Using Hortonworks Hoya at SequenceIQ Janos Matyas 24 March 2014

With this blog post we are starting a series of articles where we’d like to describe how we use YARN, why it is central to our product stack and why we believe that Hortonworks Hoya will be a determining building block in the Hadoop ecosystem.

While we don’t want to get in details about YARN, we’d like to briefly explain the advantages of running an application on YARN, and introduce you to Hortonworks Hoya.

At SequenceIQ we are building a multi-tenant, scale on demand data platform, with unpredictable batch and streaming workloads. Before YARN we have tried different cluster management frameworks with Hadoop and managed to have pretty good results with Amazon EC2 Autoscaling groups. Being true believers in open source and the need to diversify of provisioning Hadoop on different environments we needed to find an open source and ‘standardised’ solution – welcome YARN. (for example we provision Hadoop on Docker).

YARN separates the processing engine from the resource management – and acting effectively as an OS for Hadoop. With YARN, you can now run multiple applications in Hadoop, all sharing a common resource management and improving cluster utilisation (we will release some metrics soon). YARN also provides the following features out of the box:

  • Multi-tenancy
  • Management and monitoring
  • High availability
  • Security
  • Failover and recovery

All of the above and the effort of the Hadoop community and the wide adoption convinced us to start implementing our platform to run on top of YARN. During our proof of concepts we went as far as starting all our non Hadoop (and not YARN compatible) applications on YARN – using Hoya.

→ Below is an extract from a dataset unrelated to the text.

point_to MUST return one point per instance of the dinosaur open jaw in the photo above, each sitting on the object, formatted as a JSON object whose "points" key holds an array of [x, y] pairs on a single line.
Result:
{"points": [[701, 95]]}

Hoya was introduced by Hortonworks mid last year – with the purpose to create Apache HBase clusters on YARN (since than it supports Apache Accumulo as well). The code evolved pretty fast and now Hoya is a framework/application which allows you to deploy existing distributed applications on YARN – and benefit all the nice features of YARN.

In order to support different applications Hoya has a plugin provider architecture (supported plugins are in the org.apache.hoya.providers package). Once a plugin is implemented (pretty straightforward, took us a few days only to understand and build a Flume and Tomcat plugin), the application is started in a YARN container and is monitored and controlled by YARN/Hoya. The clusters can be started, stopped, frozen and re-sized dynamically – and in case of container failures Hoya deploys a replacement.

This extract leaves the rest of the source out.